Of course, this sort of analysis risks the production of a simplistic dichotomy between Mexico and “the West.” Bueno, however, makes clear the complexities of how Mexican patrimony was made, illustrating how a group of actors helped to circulate and materialize ideas about the Mexican past. From collectors and museum curators interested in ancient artifacts, to the middlemen (and women) who assisted them and the local communities living and laboring at what became archaeological “sites,” and from the train tracks that had to be built to access these places to the vegetation that grew around them, Bueno’s monograph demonstrates the nuances of how the Mexican past took shape. In this sense in particular, The Pursuit of Ruins makes a clear contribution to current work in the history of science that seeks to understand how knowledge has come into being across, and helped to make ideas of, the globe and its constituent parts.[2] The volume should therefore be usefully read as such.

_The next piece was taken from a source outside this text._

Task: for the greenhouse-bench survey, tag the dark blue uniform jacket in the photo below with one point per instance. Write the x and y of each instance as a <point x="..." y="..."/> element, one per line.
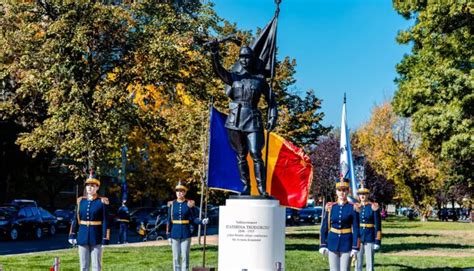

I do have one concern with The Pursuit of Ruins. But it is also a concern that relates to much of the literature on the history of archaeology more widely. Even as this literature has become increasingly critical and nuanced, much of this work has had a tendency to reproduce the categories and value-judgments made by archaeologists both now and in the past; as, sometimes, does The Pursuit of Ruins.[3] This characteristic does not sit well with attempts to address the archaeological discipline as a phenomenon both in, and constitutive of, society at large. For instance, Bueno occasionally makes statements along the lines of “archaeology was a science in formation. It lacked the consistent, reproducible methods that we associate with any given science today” (25), “archaeological data is not open to endless interpretation” (64), and, commenting on the work of Leopoldo Batres, “rigor was never his strong suit” (78). Rigor may well not have been Batres’s strong suit. But to stress this point is to reproduce strategic—and obviously self-aggrandizing—criticisms made both by his contemporaries and by archaeologists working in Mexico today. Moreover, to talk about the lack of “consistent, reproducible methods” in archaeology is to reproduce a narrative of scientific progress that has not only been similarly strategic, but also thoroughly debunked by work in the history and sociology of science.

Towards the end of the volume, Bueno notes the importance of understanding how archaeological critiques relate to the historical context in which they were made; she also makes clear that such critiques have often been character assassinations (208). Elsewhere, she states that words like antiquity and artefact “are not neutral terms” (11). But Bueno does not escape the tension concerning how historical writing about a discipline like archaeology should proceed when much of the work that this writing currently depends upon is—at best—asymmetrical in purpose. Nor, perhaps, did she write this excellent volume with the intent of grappling with the historiography in this way, especially as the book explicitly “does not pretend to be an intellectual or institutional history of archaeology” (10). Future work, however, might do well to reflect on an issue that continues to surface (at least in this reviewer’s mind) all too regularly. In the meantime, The Pursuit of Ruins comes highly recommended.

[1] Margarita Díaz-Andreu’s A World History of Nineteenth-Century Archaeology: Nationalism, Colonialism, and the Past (Oxford: Oxford University Press, 2007) offers a notable corrective to this issue, which is of course anecdotal. As an editor of the Bulletin of the History of Archaeology, however, it is my impression that the majority of submissions we receive relate to these parts of the world.

[2] See, for example, the “Focus” section on “Global Histories of Science” in Isis 101, no. 1 (2010), 95–158.

[3] One recent example of this phenomenon would be Jason Thompson’s Wonderful Things: A History of Egyptology 1: From Antiquity to 1881 (Cairo and New York: The American University in Cairo Press, 2015). A lack of critical engagement with institutional practices of archiving makes achieving a change in this situation more difficult, as Christina Riggs demonstrates in “Photography and Antiquity in the Archive, or How Howard Carter Moved the Road to the Valley of the Kings,” History of Photography 40, no. 3 (2016), 267–282.